Four listens in and I am still trying to get my head around Broken Records’ latest album, Let Me Come Home.

The Scottish band’s first album, Until the Earth Begins to Part, was more folkie, layered with violins, accordions, and brass instruments. It was an exciting debut that established them among the best of the Scottish indie folk movement, inspiring critics to dub them as the Scottish Arcade Fire.

This second album has a sound that is much more polished and pop-oriented. If The Killers are the best American band to sound like an English band, Broken Records may be the best Scottish band to sound like The Killers, especially on the second track, “Modern Work Song.”

A lot of that has to do with lead singer Jamie Sutherland and his inspirations for Let Me Come Home. He lists American movies like Badlands and East of Eden, as well as the music of Bruce Springsteen and Nick Cave. The Killers often make me think of the Boss, if he’d grown up in the high desert glitz of Las Vegas.

Sutherland’s voice resonates very closely to that of Brandon Flowers, lead singer for the Killers, and the arrangements of most numbers are like anthems, with big and lush soundscapes.

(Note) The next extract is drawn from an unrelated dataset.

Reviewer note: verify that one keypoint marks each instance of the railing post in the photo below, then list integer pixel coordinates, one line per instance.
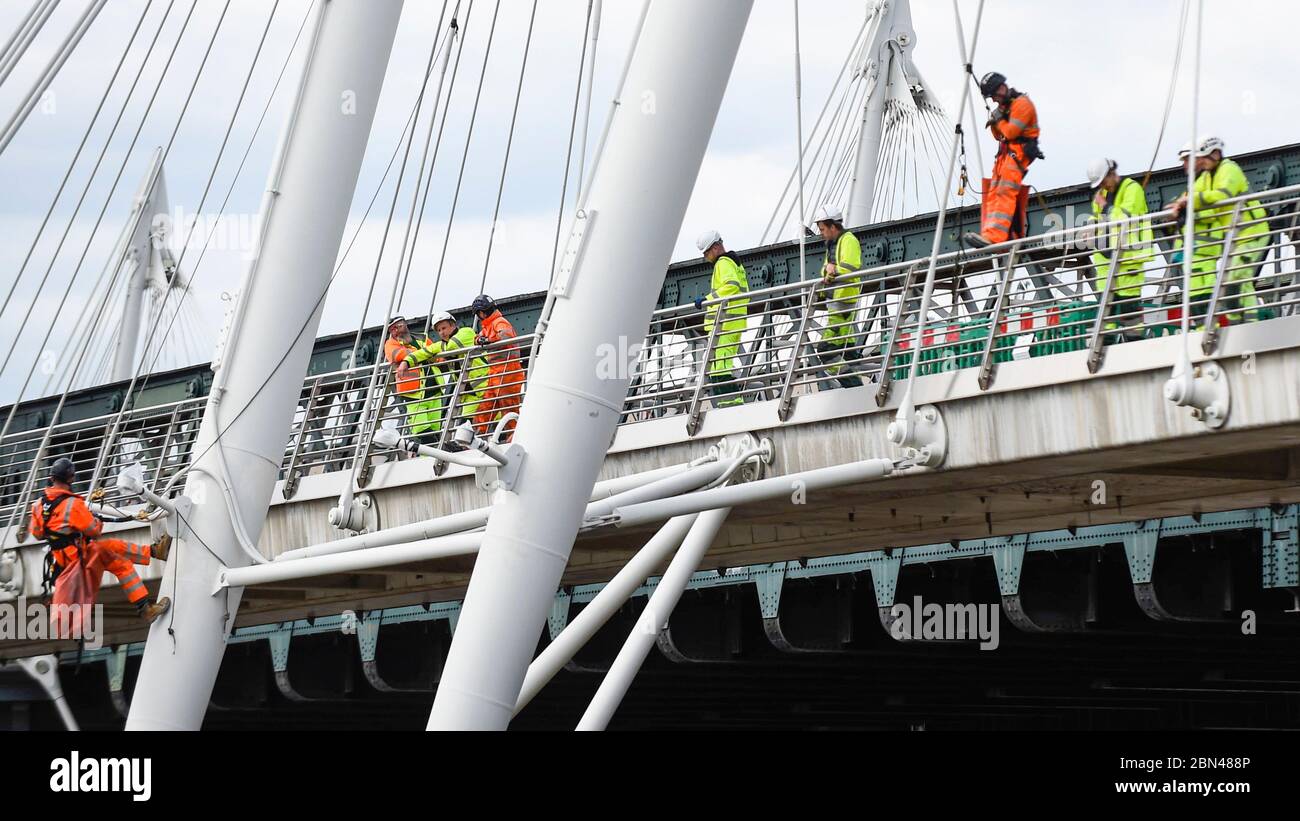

But the more I listen to this sophomore outing, the more I hear influences from other Scottish bands; from the hints of Frightened Rabbit on the opening cut, “A Leaving Song,” to the shimmery Cocteau Twins shoegaze of “The Motorcycle Boy Reigns.” There are even hints of Snow Patrol, Del Amitri, and Belle and Sebastian scattered throughout. The band has also been compared to The Verve at the height of their career.

It’s as if Broken Records has compressed the entire history of Scottish pop and rock into ten deftly crafted songs. It shows that Scottish music has come a long way since The Bay City Rollers. And that is not a bad thing.